Episode 21 – Angry Kids

We had a really pleasant week which included a trip the the Emergency Room and a lot of displays of flat out anger and aggression in our girls. To top it off, they’ve learned the “F” word.

We give a shout out to Jana Alayra, the Children’s Worship Leader who taught our girls how to cuss (It wasn’t really her fault). Jana, if you’re out there we need you to come teach a couple of preschoolers what the real lyrics are.

An update on our court date and what we can expect next.

We also start a new feature called “Listener’s Corner”. Wait till you hear the jingle.

4 thoughts on “Episode 21 – Angry Kids

  1. Thank you for your podcast. We feel like we are going through this right alongside of you. You see, we became foster parents in May 2007, and we are having some similar issues to deal with.

    We have two teenage biological daughters and two foster daughters, age 6 and 9. We feel so very blessed that we just wanted to share our love and bounty with these children. And there is such a need. We brought our older children into the decision to foster, and I have watched their spirits grow from the experience. They were starting to get that ‘teenage attitude’, but they have both really taken on a spirit of servitude and gratitude, so this has been a blessing to all of us.

    But it is a difficult blessing. The six year old had very difficult holidays, her anger and agression increased to 3-4 tantrums a day. And we are so limited we are in tools, as we have rules here that prevent us from any kind of restraint, including keeping her from leaving the house. We have actually had to follow her out the door and down the street to keep her safe, because we weren’t allowed to lock her in the house.
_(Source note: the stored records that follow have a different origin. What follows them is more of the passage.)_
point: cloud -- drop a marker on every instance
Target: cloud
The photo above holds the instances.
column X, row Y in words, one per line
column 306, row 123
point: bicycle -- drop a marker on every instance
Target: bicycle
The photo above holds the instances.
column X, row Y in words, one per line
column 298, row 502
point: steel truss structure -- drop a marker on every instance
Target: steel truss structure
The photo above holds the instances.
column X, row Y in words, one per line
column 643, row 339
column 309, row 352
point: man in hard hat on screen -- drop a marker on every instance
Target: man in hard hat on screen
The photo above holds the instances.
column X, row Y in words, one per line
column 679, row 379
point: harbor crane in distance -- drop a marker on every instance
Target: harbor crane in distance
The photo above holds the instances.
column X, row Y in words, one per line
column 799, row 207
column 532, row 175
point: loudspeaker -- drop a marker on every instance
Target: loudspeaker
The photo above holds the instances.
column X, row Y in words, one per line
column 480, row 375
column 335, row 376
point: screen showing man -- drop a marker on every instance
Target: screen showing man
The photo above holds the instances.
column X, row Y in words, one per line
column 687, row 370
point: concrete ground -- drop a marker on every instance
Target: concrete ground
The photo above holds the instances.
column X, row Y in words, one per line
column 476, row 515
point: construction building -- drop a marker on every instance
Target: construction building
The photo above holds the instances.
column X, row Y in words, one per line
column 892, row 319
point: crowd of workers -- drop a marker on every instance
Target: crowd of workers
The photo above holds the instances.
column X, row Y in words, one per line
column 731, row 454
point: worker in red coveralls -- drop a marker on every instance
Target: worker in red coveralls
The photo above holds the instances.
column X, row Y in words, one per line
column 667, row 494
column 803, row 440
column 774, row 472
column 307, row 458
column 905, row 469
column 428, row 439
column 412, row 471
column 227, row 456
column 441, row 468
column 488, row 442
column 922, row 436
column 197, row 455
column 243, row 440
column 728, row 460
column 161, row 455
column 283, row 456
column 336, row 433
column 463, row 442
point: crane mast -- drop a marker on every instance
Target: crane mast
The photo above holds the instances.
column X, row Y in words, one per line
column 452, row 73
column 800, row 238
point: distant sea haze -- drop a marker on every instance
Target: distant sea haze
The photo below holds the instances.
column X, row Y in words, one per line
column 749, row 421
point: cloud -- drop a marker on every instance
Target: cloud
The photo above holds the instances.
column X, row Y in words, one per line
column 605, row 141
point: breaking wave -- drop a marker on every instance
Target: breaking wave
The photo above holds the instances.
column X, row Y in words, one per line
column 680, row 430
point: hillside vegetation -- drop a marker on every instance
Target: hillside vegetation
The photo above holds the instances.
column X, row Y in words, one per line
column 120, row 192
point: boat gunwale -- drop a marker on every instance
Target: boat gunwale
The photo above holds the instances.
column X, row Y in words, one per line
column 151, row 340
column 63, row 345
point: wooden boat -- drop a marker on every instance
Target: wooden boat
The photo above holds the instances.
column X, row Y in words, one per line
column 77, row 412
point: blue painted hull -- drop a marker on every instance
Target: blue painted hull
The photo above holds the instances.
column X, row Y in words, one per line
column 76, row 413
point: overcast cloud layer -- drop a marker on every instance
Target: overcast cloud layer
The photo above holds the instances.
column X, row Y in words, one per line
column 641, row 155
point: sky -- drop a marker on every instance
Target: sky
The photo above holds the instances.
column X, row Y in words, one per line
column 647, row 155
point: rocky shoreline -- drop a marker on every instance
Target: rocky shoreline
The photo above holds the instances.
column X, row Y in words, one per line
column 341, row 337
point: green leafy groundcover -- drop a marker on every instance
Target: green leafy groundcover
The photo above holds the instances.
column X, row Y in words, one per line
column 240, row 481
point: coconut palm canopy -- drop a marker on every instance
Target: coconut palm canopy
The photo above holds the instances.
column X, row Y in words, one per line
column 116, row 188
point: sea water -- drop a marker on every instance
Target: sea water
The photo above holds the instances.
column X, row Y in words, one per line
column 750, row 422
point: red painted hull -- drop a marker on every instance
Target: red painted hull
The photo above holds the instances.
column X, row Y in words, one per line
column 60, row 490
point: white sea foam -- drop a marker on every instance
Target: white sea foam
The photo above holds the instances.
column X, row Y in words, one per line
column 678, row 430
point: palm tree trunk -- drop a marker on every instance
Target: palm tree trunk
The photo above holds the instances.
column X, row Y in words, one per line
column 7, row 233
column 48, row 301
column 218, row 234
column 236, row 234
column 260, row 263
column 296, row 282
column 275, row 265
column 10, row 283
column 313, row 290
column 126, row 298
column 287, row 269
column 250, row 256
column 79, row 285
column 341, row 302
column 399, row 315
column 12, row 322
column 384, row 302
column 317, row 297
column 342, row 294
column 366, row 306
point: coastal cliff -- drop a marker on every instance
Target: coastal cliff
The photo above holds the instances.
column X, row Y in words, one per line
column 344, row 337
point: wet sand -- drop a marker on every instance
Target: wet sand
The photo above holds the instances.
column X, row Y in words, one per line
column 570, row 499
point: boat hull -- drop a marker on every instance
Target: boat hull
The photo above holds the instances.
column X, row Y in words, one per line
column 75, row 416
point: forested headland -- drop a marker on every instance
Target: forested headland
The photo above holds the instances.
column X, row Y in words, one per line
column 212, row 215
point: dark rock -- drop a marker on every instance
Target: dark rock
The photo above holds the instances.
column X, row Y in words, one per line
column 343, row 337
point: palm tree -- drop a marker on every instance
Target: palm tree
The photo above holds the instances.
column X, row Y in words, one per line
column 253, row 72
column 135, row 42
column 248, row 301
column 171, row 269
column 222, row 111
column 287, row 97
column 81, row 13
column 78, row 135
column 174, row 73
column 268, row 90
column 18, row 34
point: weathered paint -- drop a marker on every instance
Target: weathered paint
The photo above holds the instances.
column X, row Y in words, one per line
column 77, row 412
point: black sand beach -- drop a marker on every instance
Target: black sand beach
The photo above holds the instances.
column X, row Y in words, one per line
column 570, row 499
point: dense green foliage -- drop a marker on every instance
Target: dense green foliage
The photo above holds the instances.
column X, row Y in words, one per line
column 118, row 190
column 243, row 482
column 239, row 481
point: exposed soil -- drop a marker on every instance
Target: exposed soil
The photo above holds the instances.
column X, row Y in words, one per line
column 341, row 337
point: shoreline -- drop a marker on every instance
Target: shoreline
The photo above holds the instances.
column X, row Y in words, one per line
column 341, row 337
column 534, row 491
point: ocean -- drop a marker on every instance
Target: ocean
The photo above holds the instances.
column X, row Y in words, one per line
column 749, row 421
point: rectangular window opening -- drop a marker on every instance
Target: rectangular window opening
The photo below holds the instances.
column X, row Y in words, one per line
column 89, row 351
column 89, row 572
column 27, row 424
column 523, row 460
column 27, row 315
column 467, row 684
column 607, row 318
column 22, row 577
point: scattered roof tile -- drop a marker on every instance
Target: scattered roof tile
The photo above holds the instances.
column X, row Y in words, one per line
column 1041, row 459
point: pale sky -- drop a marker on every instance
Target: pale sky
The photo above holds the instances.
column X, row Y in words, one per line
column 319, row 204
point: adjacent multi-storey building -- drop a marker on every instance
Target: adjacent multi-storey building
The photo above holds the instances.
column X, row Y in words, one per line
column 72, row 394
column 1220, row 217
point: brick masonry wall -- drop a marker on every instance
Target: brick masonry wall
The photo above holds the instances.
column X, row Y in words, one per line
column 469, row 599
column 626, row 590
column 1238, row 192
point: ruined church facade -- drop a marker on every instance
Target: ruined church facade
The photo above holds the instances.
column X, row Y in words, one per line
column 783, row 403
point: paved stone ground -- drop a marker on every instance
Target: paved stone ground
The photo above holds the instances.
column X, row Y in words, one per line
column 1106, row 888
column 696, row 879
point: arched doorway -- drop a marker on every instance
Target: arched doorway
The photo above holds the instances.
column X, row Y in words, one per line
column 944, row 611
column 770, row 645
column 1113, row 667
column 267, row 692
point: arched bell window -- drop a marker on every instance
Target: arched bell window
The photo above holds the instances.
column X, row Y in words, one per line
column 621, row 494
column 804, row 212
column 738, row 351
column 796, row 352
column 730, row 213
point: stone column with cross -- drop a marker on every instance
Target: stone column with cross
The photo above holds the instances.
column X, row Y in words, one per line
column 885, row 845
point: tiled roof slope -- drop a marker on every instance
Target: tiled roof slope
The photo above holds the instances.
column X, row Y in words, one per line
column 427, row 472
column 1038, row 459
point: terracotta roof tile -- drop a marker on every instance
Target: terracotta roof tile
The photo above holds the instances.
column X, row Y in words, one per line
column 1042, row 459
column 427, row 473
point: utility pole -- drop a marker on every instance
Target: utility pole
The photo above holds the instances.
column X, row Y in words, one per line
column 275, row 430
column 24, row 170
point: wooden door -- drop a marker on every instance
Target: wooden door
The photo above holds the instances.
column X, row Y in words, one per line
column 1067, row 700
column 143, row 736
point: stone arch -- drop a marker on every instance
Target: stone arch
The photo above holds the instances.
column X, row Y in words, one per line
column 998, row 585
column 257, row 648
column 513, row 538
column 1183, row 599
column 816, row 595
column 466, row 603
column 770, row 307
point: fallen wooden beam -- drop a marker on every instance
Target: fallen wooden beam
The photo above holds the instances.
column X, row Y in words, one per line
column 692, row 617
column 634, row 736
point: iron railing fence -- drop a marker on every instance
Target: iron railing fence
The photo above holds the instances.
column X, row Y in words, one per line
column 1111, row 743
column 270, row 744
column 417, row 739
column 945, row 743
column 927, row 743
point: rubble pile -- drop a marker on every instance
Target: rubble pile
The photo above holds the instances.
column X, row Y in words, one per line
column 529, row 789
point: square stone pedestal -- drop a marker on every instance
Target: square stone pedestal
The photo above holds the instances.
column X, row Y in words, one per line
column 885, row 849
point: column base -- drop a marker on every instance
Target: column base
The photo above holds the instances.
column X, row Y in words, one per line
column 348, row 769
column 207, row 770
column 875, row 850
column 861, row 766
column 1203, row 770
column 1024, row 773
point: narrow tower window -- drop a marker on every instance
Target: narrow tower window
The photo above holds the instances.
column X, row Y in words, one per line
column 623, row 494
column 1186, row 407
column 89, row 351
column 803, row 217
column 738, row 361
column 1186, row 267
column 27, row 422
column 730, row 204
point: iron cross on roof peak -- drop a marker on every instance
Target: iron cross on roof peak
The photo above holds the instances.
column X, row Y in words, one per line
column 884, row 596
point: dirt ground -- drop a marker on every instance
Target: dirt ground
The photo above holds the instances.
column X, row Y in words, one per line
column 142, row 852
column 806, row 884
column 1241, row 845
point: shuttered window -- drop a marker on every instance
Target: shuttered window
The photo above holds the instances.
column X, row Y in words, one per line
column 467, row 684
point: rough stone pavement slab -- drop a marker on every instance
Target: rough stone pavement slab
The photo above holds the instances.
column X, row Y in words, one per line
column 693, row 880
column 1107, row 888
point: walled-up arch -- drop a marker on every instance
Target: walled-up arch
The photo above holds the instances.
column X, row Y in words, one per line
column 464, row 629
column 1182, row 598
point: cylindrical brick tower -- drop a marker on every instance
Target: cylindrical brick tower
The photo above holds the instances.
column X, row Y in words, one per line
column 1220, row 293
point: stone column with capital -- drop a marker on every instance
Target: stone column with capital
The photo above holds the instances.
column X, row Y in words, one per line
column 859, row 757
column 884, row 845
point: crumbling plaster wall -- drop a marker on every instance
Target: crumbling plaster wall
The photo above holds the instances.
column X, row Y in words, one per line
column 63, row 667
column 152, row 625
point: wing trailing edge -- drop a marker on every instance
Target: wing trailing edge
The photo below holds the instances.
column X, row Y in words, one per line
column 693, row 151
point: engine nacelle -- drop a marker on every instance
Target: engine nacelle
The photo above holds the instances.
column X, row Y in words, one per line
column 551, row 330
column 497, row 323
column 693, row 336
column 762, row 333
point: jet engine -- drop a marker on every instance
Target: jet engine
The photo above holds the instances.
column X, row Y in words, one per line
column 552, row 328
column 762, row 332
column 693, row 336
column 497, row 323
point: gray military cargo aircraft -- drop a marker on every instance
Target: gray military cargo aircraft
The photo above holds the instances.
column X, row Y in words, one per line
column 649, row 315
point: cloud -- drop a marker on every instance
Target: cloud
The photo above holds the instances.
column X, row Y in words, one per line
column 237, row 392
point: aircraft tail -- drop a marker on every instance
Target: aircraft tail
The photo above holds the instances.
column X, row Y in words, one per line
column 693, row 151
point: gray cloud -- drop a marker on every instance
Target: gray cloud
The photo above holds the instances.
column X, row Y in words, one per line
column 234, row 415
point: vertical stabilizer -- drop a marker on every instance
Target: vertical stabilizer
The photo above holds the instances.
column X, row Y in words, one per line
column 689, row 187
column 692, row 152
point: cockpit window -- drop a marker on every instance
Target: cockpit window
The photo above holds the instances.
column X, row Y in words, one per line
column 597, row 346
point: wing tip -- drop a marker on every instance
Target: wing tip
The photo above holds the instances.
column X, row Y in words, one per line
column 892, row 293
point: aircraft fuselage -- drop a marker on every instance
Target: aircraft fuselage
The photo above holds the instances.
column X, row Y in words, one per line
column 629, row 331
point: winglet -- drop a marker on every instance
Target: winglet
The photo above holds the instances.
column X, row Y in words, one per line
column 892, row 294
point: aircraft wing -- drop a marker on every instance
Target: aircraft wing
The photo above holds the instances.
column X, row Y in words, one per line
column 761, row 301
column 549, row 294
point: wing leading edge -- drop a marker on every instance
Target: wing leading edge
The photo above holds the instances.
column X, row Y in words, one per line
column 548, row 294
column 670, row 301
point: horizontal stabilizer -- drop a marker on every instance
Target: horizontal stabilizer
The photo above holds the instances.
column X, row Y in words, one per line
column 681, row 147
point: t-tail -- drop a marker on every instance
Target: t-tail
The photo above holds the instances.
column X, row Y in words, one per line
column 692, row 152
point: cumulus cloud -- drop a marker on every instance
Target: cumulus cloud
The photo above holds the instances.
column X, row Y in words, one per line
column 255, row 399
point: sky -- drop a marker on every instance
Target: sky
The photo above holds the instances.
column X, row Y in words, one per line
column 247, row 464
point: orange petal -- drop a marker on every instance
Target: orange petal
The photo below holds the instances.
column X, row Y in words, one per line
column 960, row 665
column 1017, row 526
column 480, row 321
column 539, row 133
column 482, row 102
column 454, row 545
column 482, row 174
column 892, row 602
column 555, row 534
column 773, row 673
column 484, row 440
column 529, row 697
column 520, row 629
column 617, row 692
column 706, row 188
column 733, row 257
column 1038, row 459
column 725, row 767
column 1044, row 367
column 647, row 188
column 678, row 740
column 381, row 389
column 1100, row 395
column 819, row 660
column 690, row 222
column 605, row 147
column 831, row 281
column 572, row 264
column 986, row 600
And it’s so difficult to keep your own spirit in the right place when you are so tired of the tantrums.

    Both children are wetting the bed pretty regularly, which is especially difficult for the nine year old. We are ruling out some medical issues, but we had to make the hard choice between getting up every night and changing bedsheets or making a nine year old wear embarassing pull-ups.

    There are other issues from the abuse the children experienced: they suffer body issues, personal boundary problems, behavior problems, but all of these things are very understandable reactions to the things that have happened to them. The ‘final’ court date for these girls is supposed to be Feb 4th, and these kids, like yours, are extremely attached to their mother, who sounds alot like Carmen. She loves her kids and hasn’t abused them, but she isn’t able to care for them right now. That’s why we are here.

    And that’s finally what I want to share with you. Hang in there. You aren’t alone. The work is hard, but it’s worth it. We make a difference. Not only to the children that we care for, but to the people and children at our church and in our communities, as they have the opportunity to share in the lives of these children, which is a blessing for them as well. And to ourselves.

    Keep up the good work. God bless you.

    Mary

  2. Mary,

    I’m so glad you wrote. It’s so good to know that others are walking alongside us in this. You have certainly had your share of issues with these kids! It sounds like you have had moments of reaching the end of your rope as we have. On one particularly hard night, a friend sent me this Scripture:

    “Weeping may endure for a night, but joy comes in the morning.” (Psalm 30:5)

    It was so true for me at that moment. It seems like the weeping returns every day, but each morning is new and fresh.

    Please keep checking in and letting us know how you’re doing. We’ll keep you and your whole family in prayer.

    Wendy

  3. Some of the issues you are having with the girls are normal for all children at that age. They love to get into things they shouldn’t – such as the lotion and lipstick that you mentioned. My daughter once got ahold of a box of mini crutons and proceeded to spray them into every crevice of our living room. Boy was that a fun job to clean up! So keep in mind that although your girls have extra issues to overcome some things that they are doing is normal 3-4 year old behavior.

  4. WD40! My son made a HUGE mess on BRAND NEW CARPETS (and everything else) with my lipstick, and it came completely out by spraying WD-40 on the carpet stains and then wiping it up.